Au contraire du barrage filtrant dans ce premier concert-test et du concert-test mené en décembre dernier à Barcelone, le deuxième protocole prévu (lui aussi randomisé), à Marseille, laissera entrer les cas positifs. Deux concerts réuniront chacun 1.000 personnes parmi la population étudiante (de 20 à 30 ans) sans pathologie ni comorbidité, testées la veille ou l’avant-veille du concert puis re-testées 6 et 13 jours après. Ces concerts organisés par le SMA (Syndicat national des Musiques Actuelles) et l’Inserm au Dôme de Marseille installeront un "canon à neige" diffusant du produit désinfectant et imposeront le port du masque FFP2 durant le concert mais distribueront un sac avec boisson et nourriture (en l'absence de buvette évidemment, mais laissant comprendre que les masques seront ôtés pour boire et manger). Chacun de ces concerts semble toutefois pouvoir apporter des résultats différenciés puisque chacune des jauges de 1.000 personnes sera divisée entre 500 non distanciés et 500 distanciés, sauf que ceux-ci auront le droit de se lever (et donc aussi de parler, chanter, danser, ce qui n’a donc là encore rien à voir avec la configuration des spectacles assis).

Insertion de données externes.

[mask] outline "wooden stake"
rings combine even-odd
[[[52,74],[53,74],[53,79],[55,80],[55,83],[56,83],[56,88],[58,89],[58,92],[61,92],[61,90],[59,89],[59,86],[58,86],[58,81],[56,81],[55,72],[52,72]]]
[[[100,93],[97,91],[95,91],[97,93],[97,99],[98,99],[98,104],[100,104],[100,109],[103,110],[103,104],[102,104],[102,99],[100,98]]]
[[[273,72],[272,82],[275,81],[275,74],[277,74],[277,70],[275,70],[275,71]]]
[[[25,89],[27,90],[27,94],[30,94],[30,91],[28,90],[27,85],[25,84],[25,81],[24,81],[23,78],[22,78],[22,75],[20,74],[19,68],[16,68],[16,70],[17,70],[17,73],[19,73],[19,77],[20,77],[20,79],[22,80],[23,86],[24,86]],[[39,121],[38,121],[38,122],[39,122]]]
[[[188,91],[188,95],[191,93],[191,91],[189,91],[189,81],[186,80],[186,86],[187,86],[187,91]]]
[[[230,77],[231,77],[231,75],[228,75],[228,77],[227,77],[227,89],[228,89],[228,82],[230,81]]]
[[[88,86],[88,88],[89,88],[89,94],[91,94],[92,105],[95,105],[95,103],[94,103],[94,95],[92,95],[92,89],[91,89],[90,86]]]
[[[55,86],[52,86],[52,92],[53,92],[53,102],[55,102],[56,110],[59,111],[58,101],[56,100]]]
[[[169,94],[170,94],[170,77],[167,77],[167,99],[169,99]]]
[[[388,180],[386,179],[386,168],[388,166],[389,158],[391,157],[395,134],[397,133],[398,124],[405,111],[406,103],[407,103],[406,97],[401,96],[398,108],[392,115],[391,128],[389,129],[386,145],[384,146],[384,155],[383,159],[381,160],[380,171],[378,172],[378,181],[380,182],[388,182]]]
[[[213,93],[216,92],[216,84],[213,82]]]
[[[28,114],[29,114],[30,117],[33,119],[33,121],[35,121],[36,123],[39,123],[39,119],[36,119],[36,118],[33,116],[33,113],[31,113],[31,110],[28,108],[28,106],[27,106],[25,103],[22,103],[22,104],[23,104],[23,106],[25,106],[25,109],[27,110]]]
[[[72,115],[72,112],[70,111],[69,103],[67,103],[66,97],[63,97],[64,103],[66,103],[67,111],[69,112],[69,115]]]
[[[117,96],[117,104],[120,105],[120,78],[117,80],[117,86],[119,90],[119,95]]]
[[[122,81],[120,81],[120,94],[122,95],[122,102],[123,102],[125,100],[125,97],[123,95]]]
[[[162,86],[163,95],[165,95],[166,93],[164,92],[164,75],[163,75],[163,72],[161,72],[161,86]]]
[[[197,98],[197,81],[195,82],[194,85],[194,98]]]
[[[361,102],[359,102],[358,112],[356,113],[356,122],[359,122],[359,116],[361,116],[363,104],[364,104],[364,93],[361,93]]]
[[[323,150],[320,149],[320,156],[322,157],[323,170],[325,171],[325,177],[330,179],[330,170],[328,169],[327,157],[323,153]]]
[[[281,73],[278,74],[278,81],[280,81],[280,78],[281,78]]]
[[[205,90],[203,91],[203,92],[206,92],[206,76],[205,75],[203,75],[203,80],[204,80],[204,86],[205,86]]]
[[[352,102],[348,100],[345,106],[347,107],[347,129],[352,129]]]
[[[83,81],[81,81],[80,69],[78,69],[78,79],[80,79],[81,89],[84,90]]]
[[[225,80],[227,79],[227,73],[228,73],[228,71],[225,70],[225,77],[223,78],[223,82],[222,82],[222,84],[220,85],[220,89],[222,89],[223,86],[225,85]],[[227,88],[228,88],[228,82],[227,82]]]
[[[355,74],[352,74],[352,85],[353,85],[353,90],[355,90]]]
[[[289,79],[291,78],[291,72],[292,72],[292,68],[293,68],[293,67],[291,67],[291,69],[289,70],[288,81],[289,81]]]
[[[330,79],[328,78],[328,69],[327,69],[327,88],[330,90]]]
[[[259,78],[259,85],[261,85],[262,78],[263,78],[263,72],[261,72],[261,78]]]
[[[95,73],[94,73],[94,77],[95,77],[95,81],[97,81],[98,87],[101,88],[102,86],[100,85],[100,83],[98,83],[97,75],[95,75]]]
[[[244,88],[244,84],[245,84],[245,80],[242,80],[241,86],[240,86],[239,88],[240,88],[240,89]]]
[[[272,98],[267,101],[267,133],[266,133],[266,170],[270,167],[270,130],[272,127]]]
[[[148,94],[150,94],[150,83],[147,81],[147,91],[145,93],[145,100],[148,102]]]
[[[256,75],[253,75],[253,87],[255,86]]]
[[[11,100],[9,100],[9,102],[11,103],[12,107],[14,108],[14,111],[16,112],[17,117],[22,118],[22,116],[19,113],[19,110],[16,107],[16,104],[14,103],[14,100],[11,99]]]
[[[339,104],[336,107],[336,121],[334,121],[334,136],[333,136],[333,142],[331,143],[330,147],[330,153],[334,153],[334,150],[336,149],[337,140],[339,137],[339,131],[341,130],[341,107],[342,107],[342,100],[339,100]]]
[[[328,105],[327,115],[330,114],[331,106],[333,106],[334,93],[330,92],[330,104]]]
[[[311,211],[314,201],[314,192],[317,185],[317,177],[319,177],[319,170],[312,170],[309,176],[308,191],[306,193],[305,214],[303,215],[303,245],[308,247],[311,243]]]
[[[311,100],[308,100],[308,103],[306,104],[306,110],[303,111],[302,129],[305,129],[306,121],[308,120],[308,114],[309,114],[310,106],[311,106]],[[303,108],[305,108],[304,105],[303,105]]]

D'autres séries de tests souhaitent également être autorisés. Le festival No Logo BZH avec le CHU et l'École des Hautes Études en Santé Publique de Rennes veulent mesurer le risque d'infection en plein air et en camping avec un événement sur un week-end (2.000 spectateurs sur une jauge de 12.000, avec deux tests sur deux week-ends pour deux échantillons de spectateurs). L'Aquitaine mise quant à elle sur un logiciel bien-nommé Opéra (Outil Probabiliste d’Évaluation du Risque par Aérosols) évaluant le risque d'infection selon une trentaine de paramètres liés à la configuration de la salle et de son aération. De quoi confirmer les résultats déjà publiés des études en Allemagne.
Le médecin urgentiste Vincent Estornel interrogé sur Europe 1, agissant en porte-parole de l'étude marseillaise et rappelant l'état du calendrier scientifique en France, conclut par le souhait de "présenter tous ces résultats d’études et de travaux faits en France comme à l'étranger, lors d'un congrès qui se tiendrait à Marseille. L'idée étant de synthétiser ces travaux pour présenter des solutions au gouvernement dans le but de la réouverture des salles de spectacle." La date souhaitée pour ce faire ? "On l'espère avant la tenue des Festivals de l'été."